Ask Bill Clinton. He apparently doesn't trust us to carry on post, unless it's a duty weapon. No CHL on post, in uniform, or while performing military duties. If you have a weapon, and don't live on post, you must declare it at the gate, be escorted to the MP arms room, and turn it in for the duration of your visit. Then repeat in reverse to leave. Oh, the armorer left for the day? Guess you have to go without until tomorrow, or Monday, if it's Friday. If you do live on post, it has to be registered with the provost Marshall, and may be stored with weapon, magazine, and ammunition all separate, in containers all out of arm's reach (ie. In the trunk or you are gonna get screwed) and may be taken directly from the gate to your home, or home to the gate.


----------



## Slippy (Nov 14, 2013)

It may have been proposed under the GHW Bush Adminstration but I may be wrong.



Jakthesoldier said:


> Ask Bill Clinton. He apparently doesn't trust us to carry on post, unless it's a duty weapon.
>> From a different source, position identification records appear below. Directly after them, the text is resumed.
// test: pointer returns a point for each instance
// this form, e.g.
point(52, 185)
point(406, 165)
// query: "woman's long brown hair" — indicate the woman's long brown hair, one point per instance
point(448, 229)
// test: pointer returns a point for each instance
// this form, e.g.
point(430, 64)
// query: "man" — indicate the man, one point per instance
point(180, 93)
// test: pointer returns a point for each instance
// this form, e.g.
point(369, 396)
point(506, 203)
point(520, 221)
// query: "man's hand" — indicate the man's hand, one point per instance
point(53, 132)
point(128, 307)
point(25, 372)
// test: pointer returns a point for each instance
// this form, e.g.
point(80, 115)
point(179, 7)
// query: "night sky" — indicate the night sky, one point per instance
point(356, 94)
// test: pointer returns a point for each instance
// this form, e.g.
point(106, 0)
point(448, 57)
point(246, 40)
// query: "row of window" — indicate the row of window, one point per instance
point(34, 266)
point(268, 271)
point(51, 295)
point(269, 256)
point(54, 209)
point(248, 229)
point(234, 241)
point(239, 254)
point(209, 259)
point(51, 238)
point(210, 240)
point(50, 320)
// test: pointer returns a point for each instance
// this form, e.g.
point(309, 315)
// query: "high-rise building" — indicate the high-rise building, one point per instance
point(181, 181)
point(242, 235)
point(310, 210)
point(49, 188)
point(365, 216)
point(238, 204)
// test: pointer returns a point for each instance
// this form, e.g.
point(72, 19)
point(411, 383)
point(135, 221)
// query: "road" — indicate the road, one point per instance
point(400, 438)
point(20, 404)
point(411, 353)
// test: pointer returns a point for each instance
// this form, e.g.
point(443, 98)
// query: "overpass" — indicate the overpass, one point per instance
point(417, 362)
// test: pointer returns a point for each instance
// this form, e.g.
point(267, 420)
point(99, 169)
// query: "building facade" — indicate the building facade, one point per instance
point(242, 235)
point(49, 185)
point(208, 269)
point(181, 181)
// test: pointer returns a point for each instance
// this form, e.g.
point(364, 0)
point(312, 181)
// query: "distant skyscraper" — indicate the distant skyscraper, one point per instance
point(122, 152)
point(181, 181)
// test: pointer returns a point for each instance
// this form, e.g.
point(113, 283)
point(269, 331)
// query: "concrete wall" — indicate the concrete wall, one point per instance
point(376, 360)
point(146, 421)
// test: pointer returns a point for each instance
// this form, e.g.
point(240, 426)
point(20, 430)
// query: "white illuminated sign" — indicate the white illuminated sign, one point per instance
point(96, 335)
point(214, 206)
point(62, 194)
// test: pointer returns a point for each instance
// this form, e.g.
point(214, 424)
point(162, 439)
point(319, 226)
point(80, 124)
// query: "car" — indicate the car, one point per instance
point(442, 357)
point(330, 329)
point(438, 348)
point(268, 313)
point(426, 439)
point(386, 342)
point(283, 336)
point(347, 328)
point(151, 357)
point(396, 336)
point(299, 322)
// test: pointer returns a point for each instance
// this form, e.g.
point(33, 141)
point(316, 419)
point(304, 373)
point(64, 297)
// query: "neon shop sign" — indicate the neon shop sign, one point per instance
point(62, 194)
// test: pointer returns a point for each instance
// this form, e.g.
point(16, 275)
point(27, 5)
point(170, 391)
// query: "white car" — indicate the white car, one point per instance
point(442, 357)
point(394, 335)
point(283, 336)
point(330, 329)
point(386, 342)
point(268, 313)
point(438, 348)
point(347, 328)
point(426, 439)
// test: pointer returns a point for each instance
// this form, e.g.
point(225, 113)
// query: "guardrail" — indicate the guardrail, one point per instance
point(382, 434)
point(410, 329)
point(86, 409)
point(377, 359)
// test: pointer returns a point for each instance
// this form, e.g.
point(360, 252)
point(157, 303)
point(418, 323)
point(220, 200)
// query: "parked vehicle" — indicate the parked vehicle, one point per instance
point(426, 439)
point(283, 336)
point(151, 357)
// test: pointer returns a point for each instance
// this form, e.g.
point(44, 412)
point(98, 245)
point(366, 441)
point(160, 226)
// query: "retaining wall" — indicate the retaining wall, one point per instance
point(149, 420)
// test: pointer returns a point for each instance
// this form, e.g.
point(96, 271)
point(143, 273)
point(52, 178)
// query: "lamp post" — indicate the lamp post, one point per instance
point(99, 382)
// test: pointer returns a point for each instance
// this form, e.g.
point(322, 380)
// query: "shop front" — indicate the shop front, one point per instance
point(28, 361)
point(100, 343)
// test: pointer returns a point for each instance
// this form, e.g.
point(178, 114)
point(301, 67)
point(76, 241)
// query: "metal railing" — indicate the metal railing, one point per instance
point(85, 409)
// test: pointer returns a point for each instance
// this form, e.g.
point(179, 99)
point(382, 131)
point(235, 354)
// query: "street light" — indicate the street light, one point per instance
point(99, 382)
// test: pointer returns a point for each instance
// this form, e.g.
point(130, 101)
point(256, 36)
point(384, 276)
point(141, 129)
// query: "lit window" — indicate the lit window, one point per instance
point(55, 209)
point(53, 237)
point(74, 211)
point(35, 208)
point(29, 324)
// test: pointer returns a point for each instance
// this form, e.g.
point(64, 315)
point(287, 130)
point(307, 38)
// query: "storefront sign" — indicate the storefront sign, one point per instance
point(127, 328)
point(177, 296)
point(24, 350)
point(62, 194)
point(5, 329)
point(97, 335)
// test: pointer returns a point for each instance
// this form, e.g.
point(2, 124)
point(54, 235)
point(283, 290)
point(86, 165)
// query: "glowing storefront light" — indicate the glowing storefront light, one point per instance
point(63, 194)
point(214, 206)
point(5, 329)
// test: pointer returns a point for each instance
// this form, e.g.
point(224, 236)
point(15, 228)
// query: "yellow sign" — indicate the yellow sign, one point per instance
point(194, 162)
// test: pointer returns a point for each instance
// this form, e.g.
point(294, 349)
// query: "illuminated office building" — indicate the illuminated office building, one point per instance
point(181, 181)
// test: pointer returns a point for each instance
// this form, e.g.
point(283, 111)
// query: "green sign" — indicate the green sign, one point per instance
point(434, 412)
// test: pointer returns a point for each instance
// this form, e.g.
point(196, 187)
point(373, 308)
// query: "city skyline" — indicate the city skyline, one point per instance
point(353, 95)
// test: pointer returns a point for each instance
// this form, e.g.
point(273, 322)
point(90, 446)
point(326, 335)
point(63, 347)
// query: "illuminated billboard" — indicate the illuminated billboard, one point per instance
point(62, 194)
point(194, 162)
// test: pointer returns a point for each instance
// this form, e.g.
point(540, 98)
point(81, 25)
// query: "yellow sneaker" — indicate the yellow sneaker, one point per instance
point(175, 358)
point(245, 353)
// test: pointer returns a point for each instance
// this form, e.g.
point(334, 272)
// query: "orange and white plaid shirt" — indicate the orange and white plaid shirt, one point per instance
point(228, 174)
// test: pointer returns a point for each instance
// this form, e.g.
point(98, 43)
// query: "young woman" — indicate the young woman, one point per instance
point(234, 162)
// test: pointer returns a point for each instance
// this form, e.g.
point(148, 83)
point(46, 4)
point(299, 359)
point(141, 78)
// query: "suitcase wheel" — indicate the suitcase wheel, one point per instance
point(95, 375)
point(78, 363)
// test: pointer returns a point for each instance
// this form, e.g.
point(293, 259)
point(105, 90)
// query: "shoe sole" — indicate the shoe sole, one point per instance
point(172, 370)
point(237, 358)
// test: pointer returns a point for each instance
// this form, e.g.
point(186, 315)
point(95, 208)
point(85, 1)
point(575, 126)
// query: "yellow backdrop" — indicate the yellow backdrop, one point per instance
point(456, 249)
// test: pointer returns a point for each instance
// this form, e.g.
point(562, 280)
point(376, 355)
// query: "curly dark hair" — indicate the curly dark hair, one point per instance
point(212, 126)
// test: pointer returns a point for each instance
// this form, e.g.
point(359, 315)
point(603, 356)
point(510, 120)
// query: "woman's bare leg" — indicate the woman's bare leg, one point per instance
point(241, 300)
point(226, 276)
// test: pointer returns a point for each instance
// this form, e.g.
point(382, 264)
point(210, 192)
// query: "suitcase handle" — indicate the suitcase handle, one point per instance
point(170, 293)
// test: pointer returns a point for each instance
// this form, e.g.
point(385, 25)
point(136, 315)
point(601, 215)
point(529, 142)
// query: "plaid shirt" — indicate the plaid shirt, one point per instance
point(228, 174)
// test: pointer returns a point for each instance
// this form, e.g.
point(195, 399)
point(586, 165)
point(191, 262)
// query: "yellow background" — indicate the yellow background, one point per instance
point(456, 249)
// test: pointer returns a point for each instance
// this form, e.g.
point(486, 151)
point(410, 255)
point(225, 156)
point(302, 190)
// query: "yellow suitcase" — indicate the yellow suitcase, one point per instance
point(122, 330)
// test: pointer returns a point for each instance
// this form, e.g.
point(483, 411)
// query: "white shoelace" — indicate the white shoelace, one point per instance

No CHL on post, in uniform, or while performing military duties. If you have a weapon, and don't live on post, you must declare it at the gate, be escorted to the MP arms room, and turn it in for the duration of your visit. Then repeat in reverse to leave. Oh, the armorer left for the day? Guess you have to go without until tomorrow, or Monday, if it's Friday. If you do live on post, it has to be registered with the provost Marshall, and may be stored with weapon, magazine, and ammunition all separate, in containers all out of arm's reach (ie. In the trunk or you are gonna get screwed) and may be taken directly from the gate to your home, or home to the gate.


----------



## Slippy (Nov 14, 2013)

I found this on the DOD regarding firearms and DOD personnel

http://www.dtic.mil/dtic/tr/fulltext/u2/a272176.pdf


----------



## Titan6 (May 19, 2013)

Auntie said:


> What? Why can't active military carry a weapon? That is absurd! With the way things are now that is tantamount to putting a bulls eye on all active military personnel. Aren't they supposed to be trained on the proper way to handle a weapon? Who came up with this asinine rule? Can't they get a concealed carry permit, they are citizens of the USA.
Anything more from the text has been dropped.